Understanding A/B Testing

A/B testing is a central tool of web analytics. Being able to incrementally improve your website is key to staying competitive online. What is so fascinating about A/B testing is that the fundamental concepts are easy to understand, yet mastering A/B-testing is very difficult.

In essence, A/B testing is a methodology to determine which variant of two is more effective. It has become a wildly popular tool in web analytics for improving websites. It usually involves modifying an element of a website (such as a headline or image) to see if the alteration ups the website’s performance. For an e-commerce website, improving its conversion rate could lead to ever so important increased sales.

With the introduction of accessible experiment design softwares, such as Google Optimize, almost anyone can have an A/B-test up and running in no time. Although this is generally good, the task of setting up A/B-tests has become so streamlined and automated that tests are conducted even when they should not, mainly due to insufficient data (could be both in terms of quantity and quality).

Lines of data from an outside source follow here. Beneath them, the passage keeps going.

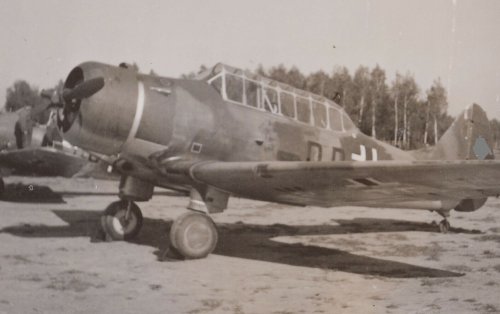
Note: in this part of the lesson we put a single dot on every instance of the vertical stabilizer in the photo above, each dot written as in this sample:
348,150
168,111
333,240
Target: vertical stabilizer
468,138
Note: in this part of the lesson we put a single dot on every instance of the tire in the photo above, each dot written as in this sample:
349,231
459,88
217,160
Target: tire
114,224
193,235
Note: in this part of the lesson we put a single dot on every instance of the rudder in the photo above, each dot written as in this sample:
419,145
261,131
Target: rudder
468,138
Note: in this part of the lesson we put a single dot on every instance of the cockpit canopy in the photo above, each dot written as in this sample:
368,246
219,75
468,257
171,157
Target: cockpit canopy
255,91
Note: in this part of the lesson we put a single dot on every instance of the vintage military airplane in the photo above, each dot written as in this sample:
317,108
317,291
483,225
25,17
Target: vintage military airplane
27,148
230,132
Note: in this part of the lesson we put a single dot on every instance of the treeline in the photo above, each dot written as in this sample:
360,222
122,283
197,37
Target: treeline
399,112
21,94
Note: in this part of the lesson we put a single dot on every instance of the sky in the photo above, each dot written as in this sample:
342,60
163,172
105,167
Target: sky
455,41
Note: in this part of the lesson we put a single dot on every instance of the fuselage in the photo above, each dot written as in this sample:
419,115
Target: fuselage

To become good at A/B-testing one must learn how to conduct reliable tests, when to (not) conduct tests, and how to interpret the results. Especially when it comes to the first two activities, the test tools do little to help. This is why some deeper knowledge of the statistics behind A/B-testing often is necessary.

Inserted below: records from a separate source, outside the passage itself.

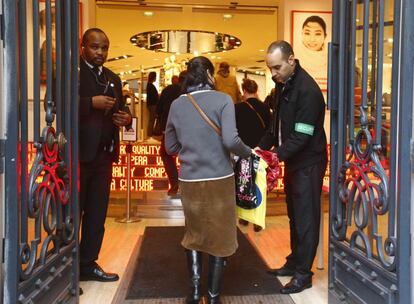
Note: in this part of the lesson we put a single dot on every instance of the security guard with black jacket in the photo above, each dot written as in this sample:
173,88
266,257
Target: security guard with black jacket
102,112
298,137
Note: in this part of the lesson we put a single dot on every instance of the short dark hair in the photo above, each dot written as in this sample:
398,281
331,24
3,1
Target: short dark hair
182,76
152,76
316,19
283,46
197,73
249,85
90,31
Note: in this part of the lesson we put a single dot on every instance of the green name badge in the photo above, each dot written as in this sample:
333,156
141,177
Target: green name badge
304,128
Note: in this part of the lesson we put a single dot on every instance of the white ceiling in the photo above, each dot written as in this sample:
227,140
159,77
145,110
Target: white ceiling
254,23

As I have experienced, getting started with statistics can be very overwhelming, especially to learn the seemingly endless terminology. But don’t worry, I’m here to help you get started. This will be the first part of (at least) two, where I will explain the process and some fundamental statistical concepts of A/B testing. The ambition of this blog series is not to provide a complete guide of everything related to A/B testing, but rather to educate those unfamiliar on the subject. In the first part of the series I focus on the methodology and core concepts that make up an A/B test, while the second part will cover different types of statistical tests and how they should be used. Let’s get started!

Overview

There will be lots of ground to cover when it comes to the concept and structure of A/B testing. So in this blog I have focused on the components that I believe are the most fundamental for getting started. I will not go into too much detail about any of the concepts instead I have focused on the pure basics. In case you would like to learn more about some of the concepts additional links are provided. I have divided this post inte several sections. I recommend you to read all sections in case you are new or have little experience in A/B testing.

Hypothesis Formulation

Hypothesis testing is the act of determining whether an hypothesis can be rejected (or not) based on real-life observations. The first step of this process (and consequently of A/B-testing) is to formulate the hypothesis you are going to be testing. For example, you might have an hypothesis that blog posts about statistics will bring less visitors than blog posts about programming. This would be called the alternative hypothesis.

However, in hypothesis testing the hypothesis being tested should be formulated in such a way that it indicates no relationship between the parameters being tested. Therefore the hypothesis should be formulated as blog posts about statistics will not bring less visitors than blog posts about programming. This type of hypothesis is called the null hypothesis. The reasoning behind formulating a null hypothesis is the same as the legal principle innocent until proven guilty – evidence is needed before making a claim. Just as you would need evidence to convict someone guilty of a crime, you need evidence to reject the null hypothesis. Depending on what hypothesis you are going to be testing, you can use different types of “evidence”.

In A/B-testing, the hypothesis should always include one independent variable with two different values (variants). In this example the independent variable is represented by blog topics and its values (variants) are statistics and programming.

The “evidence” that is used for testing the null hypothesis are two data sets, one for each variant. The variants are to be measured using a predefined metric called dependent variable. The term dependent indicates that this variable is affected by another (the independent) variable. In the example, the dependent variable is the number of visitors. All in all, our evidence will consist of two data sets containing the number of visitors for statistical blog posts vs the number of visitors for programming blog posts.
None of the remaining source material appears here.